Colm Dillane on Accidentally Making PUMA Sportswear for Mobsters (EXCLUSIVE)
After speaking passionately for the last six minutes about his fondness for football (or, as he calls it, soccer), his time playing it, and how it inspired his latest PUMA collaboration, Colm Dillane, founder of the LVMH-prize-winning brand KidSuper, pauses for a moment as he appears to have run out of words to describe his love of the game: “I can't stress enough that I'm a huge football player and fan,” he eventually says.
It’s an admission that shouldn’t come as a surprise to anyone. Dillane, who spent a year playing football professionally in Brazil, has long been embedding his love of the beautiful game into KidSuper. He’s founded a community football team in New York, titled KidSuper Samba AC, got the footballing legend Ronaldinho to make his runway debut in Paris, collaborated with Barnsley FC, and Palmeiras players modeled one of his previous PUMA collections.
Now, the designer is about to embark on a new collaboration with the German sportswear giant, and there are no points for guessing which sport he was inspired by.
"One of the main things I love about PUMA is the connection to football and the icons it's had in the past like Pelé, Maradona, Cruyff, and Eusébio,” says Dillane. “When designing these collections, I always get inspired by that. And then I try to push the limits of what's possible.”
The latest release from the pair, arriving April 13 on the Highsnobiety Shop, delivers a range of matching sportswear sets, knitwear, and graphic tops decorated with artwork designed by KidSuper, garment dyes, and iconography inspired by the PUMA King—a classic football boot that Dillane says he grew up playing in.

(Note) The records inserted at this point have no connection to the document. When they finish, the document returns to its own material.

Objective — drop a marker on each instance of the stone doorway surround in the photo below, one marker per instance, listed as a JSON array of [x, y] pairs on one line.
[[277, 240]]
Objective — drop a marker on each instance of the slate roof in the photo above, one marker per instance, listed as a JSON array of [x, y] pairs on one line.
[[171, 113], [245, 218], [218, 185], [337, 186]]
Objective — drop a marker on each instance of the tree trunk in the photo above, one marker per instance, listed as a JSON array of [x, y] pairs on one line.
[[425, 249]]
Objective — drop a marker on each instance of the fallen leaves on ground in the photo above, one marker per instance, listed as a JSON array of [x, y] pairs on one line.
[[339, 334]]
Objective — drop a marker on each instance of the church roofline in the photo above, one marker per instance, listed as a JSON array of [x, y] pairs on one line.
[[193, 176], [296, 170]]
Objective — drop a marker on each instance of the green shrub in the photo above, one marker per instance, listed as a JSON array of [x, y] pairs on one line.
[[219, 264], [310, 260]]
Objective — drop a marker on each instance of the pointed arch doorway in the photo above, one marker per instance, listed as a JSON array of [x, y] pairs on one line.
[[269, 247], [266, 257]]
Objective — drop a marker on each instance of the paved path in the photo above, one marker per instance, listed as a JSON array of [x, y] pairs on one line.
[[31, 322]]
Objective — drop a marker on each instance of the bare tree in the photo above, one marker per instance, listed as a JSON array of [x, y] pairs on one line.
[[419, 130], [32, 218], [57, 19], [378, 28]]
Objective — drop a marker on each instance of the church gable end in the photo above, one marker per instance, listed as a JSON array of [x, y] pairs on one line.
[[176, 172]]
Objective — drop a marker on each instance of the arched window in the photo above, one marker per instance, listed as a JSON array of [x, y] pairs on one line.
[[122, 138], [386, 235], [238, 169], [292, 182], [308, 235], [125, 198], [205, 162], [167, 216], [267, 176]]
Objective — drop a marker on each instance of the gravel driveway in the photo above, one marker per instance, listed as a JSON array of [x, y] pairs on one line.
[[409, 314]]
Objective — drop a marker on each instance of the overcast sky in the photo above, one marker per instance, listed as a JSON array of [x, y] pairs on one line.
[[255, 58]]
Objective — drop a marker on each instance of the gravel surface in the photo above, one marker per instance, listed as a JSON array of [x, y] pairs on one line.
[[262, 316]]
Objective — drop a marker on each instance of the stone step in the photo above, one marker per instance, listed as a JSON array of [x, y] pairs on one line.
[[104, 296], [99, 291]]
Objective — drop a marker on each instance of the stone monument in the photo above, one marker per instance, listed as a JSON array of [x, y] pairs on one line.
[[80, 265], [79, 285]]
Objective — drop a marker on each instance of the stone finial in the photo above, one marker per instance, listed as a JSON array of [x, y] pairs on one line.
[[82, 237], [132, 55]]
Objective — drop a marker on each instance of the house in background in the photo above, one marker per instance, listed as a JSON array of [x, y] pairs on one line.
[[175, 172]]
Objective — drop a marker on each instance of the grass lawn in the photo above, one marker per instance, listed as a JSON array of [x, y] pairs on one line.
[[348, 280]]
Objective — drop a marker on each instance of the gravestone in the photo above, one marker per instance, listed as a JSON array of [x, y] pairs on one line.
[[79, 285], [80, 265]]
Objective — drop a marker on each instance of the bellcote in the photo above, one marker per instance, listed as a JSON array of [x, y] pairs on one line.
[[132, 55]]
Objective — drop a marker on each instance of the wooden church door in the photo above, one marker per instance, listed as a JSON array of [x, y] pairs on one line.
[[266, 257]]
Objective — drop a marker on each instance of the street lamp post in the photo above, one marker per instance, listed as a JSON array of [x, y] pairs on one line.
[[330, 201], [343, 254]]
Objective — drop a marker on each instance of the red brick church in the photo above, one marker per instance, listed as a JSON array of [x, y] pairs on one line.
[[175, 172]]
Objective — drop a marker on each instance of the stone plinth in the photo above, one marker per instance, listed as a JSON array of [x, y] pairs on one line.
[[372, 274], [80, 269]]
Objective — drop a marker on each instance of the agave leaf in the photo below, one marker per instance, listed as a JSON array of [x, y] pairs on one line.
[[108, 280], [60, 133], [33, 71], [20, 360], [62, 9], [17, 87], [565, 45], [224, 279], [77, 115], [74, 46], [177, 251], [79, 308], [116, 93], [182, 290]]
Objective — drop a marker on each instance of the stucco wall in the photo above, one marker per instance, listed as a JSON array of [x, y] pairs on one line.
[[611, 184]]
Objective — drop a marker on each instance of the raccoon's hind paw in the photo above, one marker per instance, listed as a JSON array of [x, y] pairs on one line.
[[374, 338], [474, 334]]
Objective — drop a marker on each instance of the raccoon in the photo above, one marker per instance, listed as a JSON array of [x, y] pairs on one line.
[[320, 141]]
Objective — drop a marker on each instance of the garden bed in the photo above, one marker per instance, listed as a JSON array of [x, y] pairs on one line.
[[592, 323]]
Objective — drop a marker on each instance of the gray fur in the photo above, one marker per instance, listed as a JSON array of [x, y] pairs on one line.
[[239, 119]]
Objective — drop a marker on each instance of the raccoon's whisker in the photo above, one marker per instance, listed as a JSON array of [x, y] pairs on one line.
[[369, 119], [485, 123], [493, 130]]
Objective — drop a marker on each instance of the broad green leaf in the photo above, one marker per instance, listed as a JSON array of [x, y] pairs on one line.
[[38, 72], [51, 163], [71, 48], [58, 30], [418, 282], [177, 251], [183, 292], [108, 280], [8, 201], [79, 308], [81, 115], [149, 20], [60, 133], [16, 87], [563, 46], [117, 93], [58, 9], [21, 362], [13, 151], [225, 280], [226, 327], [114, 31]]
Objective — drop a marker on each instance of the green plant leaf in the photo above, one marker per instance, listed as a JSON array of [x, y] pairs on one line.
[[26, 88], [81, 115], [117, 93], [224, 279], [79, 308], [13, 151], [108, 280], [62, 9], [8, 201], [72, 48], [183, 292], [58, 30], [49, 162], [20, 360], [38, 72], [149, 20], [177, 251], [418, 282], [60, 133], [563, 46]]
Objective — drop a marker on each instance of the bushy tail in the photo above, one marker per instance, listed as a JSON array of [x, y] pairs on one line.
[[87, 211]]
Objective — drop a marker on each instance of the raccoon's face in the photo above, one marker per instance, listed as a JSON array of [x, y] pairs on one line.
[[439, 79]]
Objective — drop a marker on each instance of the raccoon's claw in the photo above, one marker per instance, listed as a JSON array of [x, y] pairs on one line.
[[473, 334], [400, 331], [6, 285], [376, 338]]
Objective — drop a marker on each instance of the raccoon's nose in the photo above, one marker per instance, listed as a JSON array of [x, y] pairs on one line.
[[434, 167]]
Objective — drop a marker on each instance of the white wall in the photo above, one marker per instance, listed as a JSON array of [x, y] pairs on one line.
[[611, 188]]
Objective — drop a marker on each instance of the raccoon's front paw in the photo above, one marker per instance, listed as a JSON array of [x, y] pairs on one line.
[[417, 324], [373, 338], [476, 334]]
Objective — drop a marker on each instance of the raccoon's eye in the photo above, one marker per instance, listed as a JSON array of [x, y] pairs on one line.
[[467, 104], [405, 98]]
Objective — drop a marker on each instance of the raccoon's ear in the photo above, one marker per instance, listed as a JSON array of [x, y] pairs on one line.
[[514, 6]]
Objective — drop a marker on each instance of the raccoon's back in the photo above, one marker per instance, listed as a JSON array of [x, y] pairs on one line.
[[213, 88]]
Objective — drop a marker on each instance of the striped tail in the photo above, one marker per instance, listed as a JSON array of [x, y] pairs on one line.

“When I made the clothes, we were trying them on and we're like, ‘wow, this kind of looks like the wardrobe of a Mafia member,’” says Dillane. “That ended up being the inspiration for the photoshoot.”
Taking cues from classic mobster films of the ‘90s, and their exceptional wardrobes, a mixed cast of characters from a wide range of age groups come together for the collection’s campaign and, in keeping with the classic mobster look, are mostly styled in a tight white tank top. Meanwhile, each person is wearing the latest selection of exclusive KidSuper x PUMA sneakers on foot.
“How do I make these have PUMA’s DNA, but also feel like a unique Design?” was the question that Dillane posed himself when designing the new sneakers. The answer is a mesh-heavy take on the terrace favorite Palermo Nu and a Velophasis Nu model with distressed detailing.
“I think with a lot of shoe collaborations you see now, they're not changing anything with the silhouette, they're just switching colors,” says Dillane, who ensured that wasn’t the case with his co-branded shoes. “What's pretty amazing about working with PUMA, is they allow you the creative freedom to make something completely original.”
Dillane is not afraid to take risks, as shown by him basing the entirety of his last KidSuper show on a self-unraveling sweater despite every sample failing to unravel, and PUMA’s willingness to go along with his unconventional ideas is what’s made this collaboration successful over a long time. “They try new things and take risks. I only want to work with brands that are willing to do that.”
Once again, with this newest football-inspired capsule collection modeled by parody mobsters, PUMA has let the designer’s creativity run wild.